In addition to the challenges with hematologic toxicity, the streptavidin–biotin platform has been marked by high incidence of immune response to the streptavidin- and avidin-based pretargeting agents. Development of antistreptavidin or antiavidin antibodies in patients has been observed in all of the clinical trials that reported an investigation of their immunogenicity studies (5,7–10,12–14,16). Despite several clinical evaluations of the platform’s safety and efficacy, the immunogenicity of the pretargeting agents has not been addressed. Preclinical investigation of the platform is still ongoing, but its clinical evaluation has ceased with the last reported clinical trial in 2005.
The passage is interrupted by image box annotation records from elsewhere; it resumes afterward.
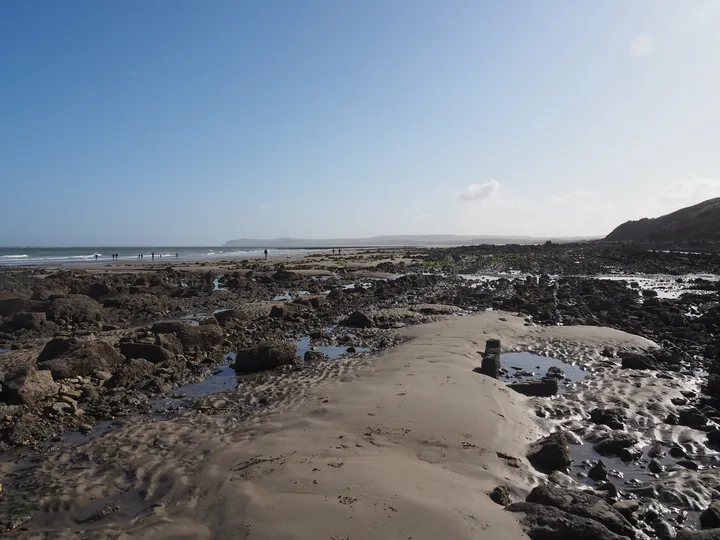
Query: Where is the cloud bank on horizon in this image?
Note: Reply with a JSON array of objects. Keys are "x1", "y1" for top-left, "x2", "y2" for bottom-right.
[{"x1": 0, "y1": 0, "x2": 720, "y2": 245}]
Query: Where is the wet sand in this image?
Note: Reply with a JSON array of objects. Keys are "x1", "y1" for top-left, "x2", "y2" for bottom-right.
[{"x1": 3, "y1": 312, "x2": 655, "y2": 540}]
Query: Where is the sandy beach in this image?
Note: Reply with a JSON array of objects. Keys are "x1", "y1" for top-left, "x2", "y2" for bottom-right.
[{"x1": 0, "y1": 313, "x2": 653, "y2": 539}]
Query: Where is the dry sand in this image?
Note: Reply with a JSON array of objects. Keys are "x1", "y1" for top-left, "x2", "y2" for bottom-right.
[{"x1": 7, "y1": 312, "x2": 654, "y2": 540}]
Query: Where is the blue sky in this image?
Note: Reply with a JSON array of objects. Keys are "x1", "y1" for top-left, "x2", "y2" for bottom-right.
[{"x1": 0, "y1": 0, "x2": 720, "y2": 245}]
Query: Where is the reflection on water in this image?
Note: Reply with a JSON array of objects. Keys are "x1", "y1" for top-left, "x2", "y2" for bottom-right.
[{"x1": 500, "y1": 352, "x2": 587, "y2": 382}]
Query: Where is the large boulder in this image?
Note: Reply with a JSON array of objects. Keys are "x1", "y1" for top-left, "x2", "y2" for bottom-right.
[
  {"x1": 506, "y1": 502, "x2": 627, "y2": 540},
  {"x1": 593, "y1": 431, "x2": 638, "y2": 456},
  {"x1": 590, "y1": 407, "x2": 625, "y2": 429},
  {"x1": 675, "y1": 529, "x2": 720, "y2": 540},
  {"x1": 12, "y1": 311, "x2": 47, "y2": 330},
  {"x1": 525, "y1": 484, "x2": 635, "y2": 538},
  {"x1": 175, "y1": 324, "x2": 225, "y2": 353},
  {"x1": 107, "y1": 358, "x2": 156, "y2": 388},
  {"x1": 527, "y1": 433, "x2": 572, "y2": 474},
  {"x1": 272, "y1": 268, "x2": 302, "y2": 282},
  {"x1": 215, "y1": 309, "x2": 249, "y2": 327},
  {"x1": 508, "y1": 377, "x2": 559, "y2": 397},
  {"x1": 235, "y1": 341, "x2": 297, "y2": 373},
  {"x1": 622, "y1": 354, "x2": 657, "y2": 370},
  {"x1": 345, "y1": 311, "x2": 374, "y2": 328},
  {"x1": 270, "y1": 302, "x2": 303, "y2": 319},
  {"x1": 120, "y1": 343, "x2": 175, "y2": 364},
  {"x1": 37, "y1": 337, "x2": 80, "y2": 362},
  {"x1": 155, "y1": 334, "x2": 185, "y2": 354},
  {"x1": 47, "y1": 294, "x2": 103, "y2": 323},
  {"x1": 38, "y1": 340, "x2": 125, "y2": 380},
  {"x1": 0, "y1": 358, "x2": 58, "y2": 405},
  {"x1": 151, "y1": 321, "x2": 224, "y2": 354},
  {"x1": 87, "y1": 282, "x2": 113, "y2": 300},
  {"x1": 700, "y1": 501, "x2": 720, "y2": 529}
]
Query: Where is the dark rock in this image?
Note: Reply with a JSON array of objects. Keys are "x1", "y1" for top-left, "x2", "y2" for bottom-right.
[
  {"x1": 272, "y1": 268, "x2": 303, "y2": 282},
  {"x1": 307, "y1": 296, "x2": 327, "y2": 309},
  {"x1": 345, "y1": 311, "x2": 374, "y2": 328},
  {"x1": 700, "y1": 501, "x2": 720, "y2": 529},
  {"x1": 678, "y1": 407, "x2": 707, "y2": 428},
  {"x1": 525, "y1": 484, "x2": 635, "y2": 537},
  {"x1": 270, "y1": 302, "x2": 303, "y2": 318},
  {"x1": 650, "y1": 519, "x2": 677, "y2": 540},
  {"x1": 704, "y1": 374, "x2": 720, "y2": 400},
  {"x1": 0, "y1": 297, "x2": 31, "y2": 317},
  {"x1": 707, "y1": 429, "x2": 720, "y2": 449},
  {"x1": 648, "y1": 458, "x2": 665, "y2": 474},
  {"x1": 613, "y1": 499, "x2": 643, "y2": 520},
  {"x1": 595, "y1": 482, "x2": 618, "y2": 499},
  {"x1": 590, "y1": 408, "x2": 625, "y2": 429},
  {"x1": 155, "y1": 334, "x2": 185, "y2": 355},
  {"x1": 12, "y1": 311, "x2": 47, "y2": 330},
  {"x1": 527, "y1": 433, "x2": 572, "y2": 474},
  {"x1": 87, "y1": 283, "x2": 112, "y2": 300},
  {"x1": 508, "y1": 377, "x2": 559, "y2": 397},
  {"x1": 593, "y1": 431, "x2": 638, "y2": 456},
  {"x1": 107, "y1": 358, "x2": 156, "y2": 389},
  {"x1": 38, "y1": 340, "x2": 125, "y2": 380},
  {"x1": 150, "y1": 321, "x2": 190, "y2": 334},
  {"x1": 545, "y1": 366, "x2": 565, "y2": 380},
  {"x1": 303, "y1": 351, "x2": 325, "y2": 362},
  {"x1": 120, "y1": 343, "x2": 175, "y2": 364},
  {"x1": 490, "y1": 486, "x2": 512, "y2": 506},
  {"x1": 588, "y1": 459, "x2": 607, "y2": 482},
  {"x1": 669, "y1": 446, "x2": 687, "y2": 459},
  {"x1": 485, "y1": 338, "x2": 502, "y2": 354},
  {"x1": 0, "y1": 357, "x2": 58, "y2": 405},
  {"x1": 480, "y1": 352, "x2": 500, "y2": 379},
  {"x1": 155, "y1": 321, "x2": 224, "y2": 354},
  {"x1": 327, "y1": 287, "x2": 345, "y2": 302},
  {"x1": 675, "y1": 529, "x2": 720, "y2": 540},
  {"x1": 38, "y1": 337, "x2": 79, "y2": 362},
  {"x1": 506, "y1": 502, "x2": 627, "y2": 540},
  {"x1": 235, "y1": 341, "x2": 297, "y2": 373},
  {"x1": 622, "y1": 354, "x2": 657, "y2": 370},
  {"x1": 215, "y1": 309, "x2": 249, "y2": 327},
  {"x1": 47, "y1": 294, "x2": 103, "y2": 323}
]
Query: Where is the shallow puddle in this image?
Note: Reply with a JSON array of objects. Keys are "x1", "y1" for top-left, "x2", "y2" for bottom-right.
[
  {"x1": 570, "y1": 443, "x2": 704, "y2": 529},
  {"x1": 500, "y1": 352, "x2": 588, "y2": 382},
  {"x1": 297, "y1": 336, "x2": 370, "y2": 360},
  {"x1": 273, "y1": 291, "x2": 310, "y2": 302}
]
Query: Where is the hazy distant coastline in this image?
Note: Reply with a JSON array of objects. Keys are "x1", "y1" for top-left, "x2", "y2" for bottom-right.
[{"x1": 224, "y1": 234, "x2": 596, "y2": 249}]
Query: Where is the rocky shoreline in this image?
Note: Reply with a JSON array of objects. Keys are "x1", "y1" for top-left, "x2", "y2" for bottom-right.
[{"x1": 0, "y1": 243, "x2": 720, "y2": 539}]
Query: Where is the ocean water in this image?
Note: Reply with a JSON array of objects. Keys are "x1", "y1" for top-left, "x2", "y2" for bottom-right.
[{"x1": 0, "y1": 246, "x2": 318, "y2": 266}]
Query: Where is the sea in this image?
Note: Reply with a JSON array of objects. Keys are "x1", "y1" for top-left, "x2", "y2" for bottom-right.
[{"x1": 0, "y1": 246, "x2": 318, "y2": 266}]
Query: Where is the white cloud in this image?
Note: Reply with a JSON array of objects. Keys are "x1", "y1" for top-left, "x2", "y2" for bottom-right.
[
  {"x1": 630, "y1": 34, "x2": 655, "y2": 58},
  {"x1": 457, "y1": 179, "x2": 500, "y2": 202},
  {"x1": 657, "y1": 178, "x2": 720, "y2": 206}
]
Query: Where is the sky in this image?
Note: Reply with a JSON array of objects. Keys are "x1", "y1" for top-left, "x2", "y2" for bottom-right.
[{"x1": 0, "y1": 0, "x2": 720, "y2": 246}]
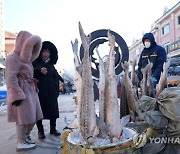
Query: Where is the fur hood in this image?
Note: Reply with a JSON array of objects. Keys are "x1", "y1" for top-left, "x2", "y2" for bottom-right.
[{"x1": 14, "y1": 31, "x2": 42, "y2": 63}]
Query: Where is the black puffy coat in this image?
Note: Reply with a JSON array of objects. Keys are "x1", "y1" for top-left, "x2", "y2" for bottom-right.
[
  {"x1": 33, "y1": 42, "x2": 62, "y2": 119},
  {"x1": 137, "y1": 33, "x2": 166, "y2": 81}
]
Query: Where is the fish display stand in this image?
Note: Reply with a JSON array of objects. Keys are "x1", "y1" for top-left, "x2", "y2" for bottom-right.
[{"x1": 62, "y1": 127, "x2": 141, "y2": 154}]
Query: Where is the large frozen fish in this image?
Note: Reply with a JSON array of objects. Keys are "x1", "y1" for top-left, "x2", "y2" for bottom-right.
[
  {"x1": 130, "y1": 57, "x2": 137, "y2": 85},
  {"x1": 147, "y1": 60, "x2": 155, "y2": 98},
  {"x1": 79, "y1": 23, "x2": 98, "y2": 143},
  {"x1": 121, "y1": 61, "x2": 138, "y2": 121},
  {"x1": 156, "y1": 59, "x2": 171, "y2": 97},
  {"x1": 141, "y1": 65, "x2": 148, "y2": 95},
  {"x1": 71, "y1": 39, "x2": 82, "y2": 127},
  {"x1": 105, "y1": 31, "x2": 123, "y2": 139},
  {"x1": 96, "y1": 48, "x2": 106, "y2": 135}
]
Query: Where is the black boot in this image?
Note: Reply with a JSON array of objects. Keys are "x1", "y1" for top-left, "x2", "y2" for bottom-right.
[
  {"x1": 50, "y1": 129, "x2": 61, "y2": 136},
  {"x1": 38, "y1": 131, "x2": 46, "y2": 139},
  {"x1": 36, "y1": 120, "x2": 46, "y2": 139},
  {"x1": 50, "y1": 119, "x2": 61, "y2": 136}
]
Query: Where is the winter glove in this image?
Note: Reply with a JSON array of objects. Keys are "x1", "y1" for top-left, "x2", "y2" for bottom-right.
[
  {"x1": 12, "y1": 100, "x2": 22, "y2": 106},
  {"x1": 152, "y1": 77, "x2": 157, "y2": 85}
]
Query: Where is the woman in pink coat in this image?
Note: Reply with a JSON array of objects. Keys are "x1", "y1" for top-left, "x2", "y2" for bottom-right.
[{"x1": 5, "y1": 31, "x2": 43, "y2": 150}]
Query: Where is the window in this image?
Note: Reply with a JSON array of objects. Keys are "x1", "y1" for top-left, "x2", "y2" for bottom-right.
[
  {"x1": 162, "y1": 23, "x2": 170, "y2": 35},
  {"x1": 178, "y1": 15, "x2": 180, "y2": 25}
]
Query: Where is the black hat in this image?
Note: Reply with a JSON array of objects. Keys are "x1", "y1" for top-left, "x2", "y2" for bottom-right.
[{"x1": 38, "y1": 41, "x2": 58, "y2": 64}]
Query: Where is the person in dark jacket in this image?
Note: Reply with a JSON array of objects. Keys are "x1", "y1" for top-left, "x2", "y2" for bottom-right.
[
  {"x1": 33, "y1": 41, "x2": 64, "y2": 139},
  {"x1": 137, "y1": 33, "x2": 166, "y2": 86}
]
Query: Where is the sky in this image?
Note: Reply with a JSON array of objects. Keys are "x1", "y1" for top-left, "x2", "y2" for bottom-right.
[{"x1": 4, "y1": 0, "x2": 179, "y2": 75}]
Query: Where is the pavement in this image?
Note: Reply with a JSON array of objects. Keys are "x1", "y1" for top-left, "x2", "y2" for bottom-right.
[{"x1": 0, "y1": 94, "x2": 76, "y2": 154}]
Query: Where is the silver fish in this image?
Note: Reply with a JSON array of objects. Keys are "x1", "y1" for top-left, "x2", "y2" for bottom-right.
[
  {"x1": 147, "y1": 60, "x2": 155, "y2": 98},
  {"x1": 156, "y1": 59, "x2": 171, "y2": 97},
  {"x1": 96, "y1": 47, "x2": 107, "y2": 136},
  {"x1": 79, "y1": 22, "x2": 99, "y2": 144},
  {"x1": 121, "y1": 61, "x2": 138, "y2": 121},
  {"x1": 105, "y1": 31, "x2": 123, "y2": 139},
  {"x1": 71, "y1": 39, "x2": 82, "y2": 127}
]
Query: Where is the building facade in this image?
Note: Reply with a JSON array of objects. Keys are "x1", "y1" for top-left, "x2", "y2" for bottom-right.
[
  {"x1": 129, "y1": 1, "x2": 180, "y2": 61},
  {"x1": 0, "y1": 0, "x2": 5, "y2": 86}
]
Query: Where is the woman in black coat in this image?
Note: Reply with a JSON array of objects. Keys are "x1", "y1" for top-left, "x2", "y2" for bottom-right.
[{"x1": 33, "y1": 41, "x2": 64, "y2": 139}]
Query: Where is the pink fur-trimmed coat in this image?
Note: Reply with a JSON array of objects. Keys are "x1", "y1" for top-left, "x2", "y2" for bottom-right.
[{"x1": 5, "y1": 31, "x2": 43, "y2": 124}]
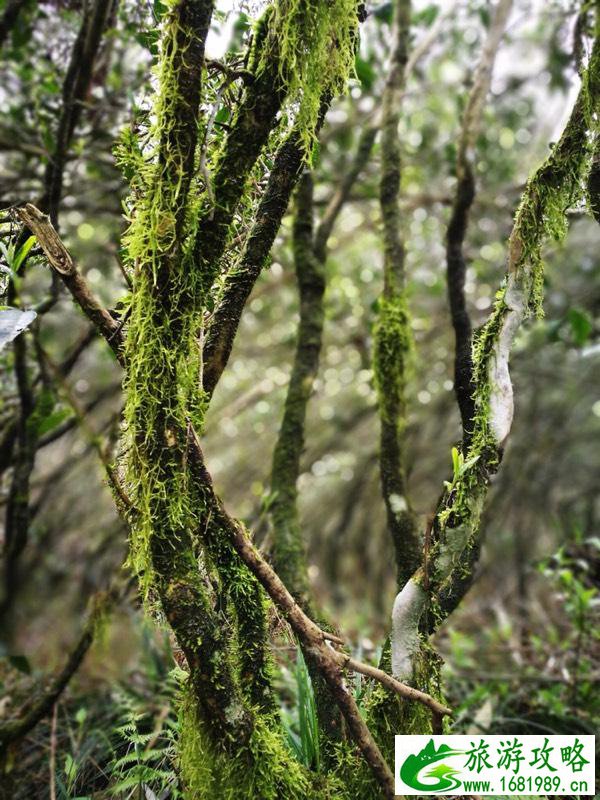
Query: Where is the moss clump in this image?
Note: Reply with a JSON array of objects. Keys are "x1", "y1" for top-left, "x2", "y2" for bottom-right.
[
  {"x1": 424, "y1": 31, "x2": 600, "y2": 611},
  {"x1": 179, "y1": 685, "x2": 318, "y2": 800},
  {"x1": 256, "y1": 0, "x2": 358, "y2": 158},
  {"x1": 373, "y1": 293, "x2": 412, "y2": 426},
  {"x1": 121, "y1": 2, "x2": 205, "y2": 596}
]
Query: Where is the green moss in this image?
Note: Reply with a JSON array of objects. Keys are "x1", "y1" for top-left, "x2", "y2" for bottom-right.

bsAb–HAPTEN PLATFORM IN THE CLINIC

In addition to the streptavidin–biotin methodology, the bsAb–hapten platform has been widely studied in the clinical setting (Table 2). Two different strategies for bsAb–hapten pretargeting approaches have been studied clinically. Starting in 1993, with the first clinical trial of bsAb–hapten pretargeting approach, most clinical trials have used fragmented bispecific antibodies (Fab-Fab' along with a radiolabeled mono- or bivalent chelate complex serving as radioligand). This contrasts with the use of a CA as with the streptavidin–biotin system. The use of fragmented antibodies leads to a more rapid blood-pool clearance of the antibody construct because of the smaller size. Additionally, upon elimination of the Fc region, the antibody fragment negates the interaction with the neonatal Fc receptor, further reducing the circulating half-life of the constructs. The overall effect of this approach is reduced intervals between administration of the targeting construct and radioligand, reduced potential for hematologic toxicity, and presumably an improvement in tumor-to-tissue uptake ratios.

TABLE 2.

Excerpts of Human Studies of Pretargeted Nuclear Medicine Using bsAb–Hapten System

Antibody radioligand pair and pretargeting timeline	Radioligand dose	Target antigen and study population	Main findings	Reference
Hour 0: anti-CEA × anti-DTPA indium bsAb Hour 96–120: ¹¹¹In-bivalent DTPA hapten	100–200 MBq	CEA and medullary thyroid carcinoma	Immunogenic response in 61% of the patients. 80% true-positive tumor visualization.	(23)
Hour 0: hMN-14 × m734 bsAb Hour 120/168: ¹³¹I-bivalent hapten	2.6–5.5 GBq	CEA and varied patient population with CEA-positive tumors	Tumor dose of ¹³¹I-bsAb and pretargeted ¹³¹I-hapten 2.0 Gy/GBq and 3.9 Gy/GBq, respectively. Tumor–to–whole-body ratio higher with ¹³¹I-hapten.	(28)
Hour 0: TF2 bsAb Hour 24–30: ⁶⁸Ga-IMP288 (premedicated with antihistamine and corticosteroid)	150 MBq	CEA and HER2-negative metastatic breast cancer	Immuno-PET showed higher total lesion sensitivity (94.7%) than ¹⁸F-FDG PET (89.6%). Immunogenic response in 16% of the patients.	((21); NCT01730612)
Hour 0: TF2 bsAb Hour 30: ⁶⁸Ga-IMP288 (premedicated with antihistamine and corticosteroid)	150 MBq	CEA and metastatic colorectal cancer	Immuno-PET showed higher sensitivity (88%) and specificity (100%) than ¹⁸F-FDG PET (76% and 67%, respectively), no immunogenic response.	((20); NCT02587247)
Hour 0: TF2 bsAb Hour 24/120: ¹¹¹In/¹⁷⁷Lu-IMP288	185 MBq (¹¹¹In) 2.5–7.4 GBq (¹⁷⁷Lu)	CEA and advanced colorectal malignancy	10% patients experienced grade III–IV hematologic toxicity, no therapeutic effect detected.	((17,18); NCT00860860)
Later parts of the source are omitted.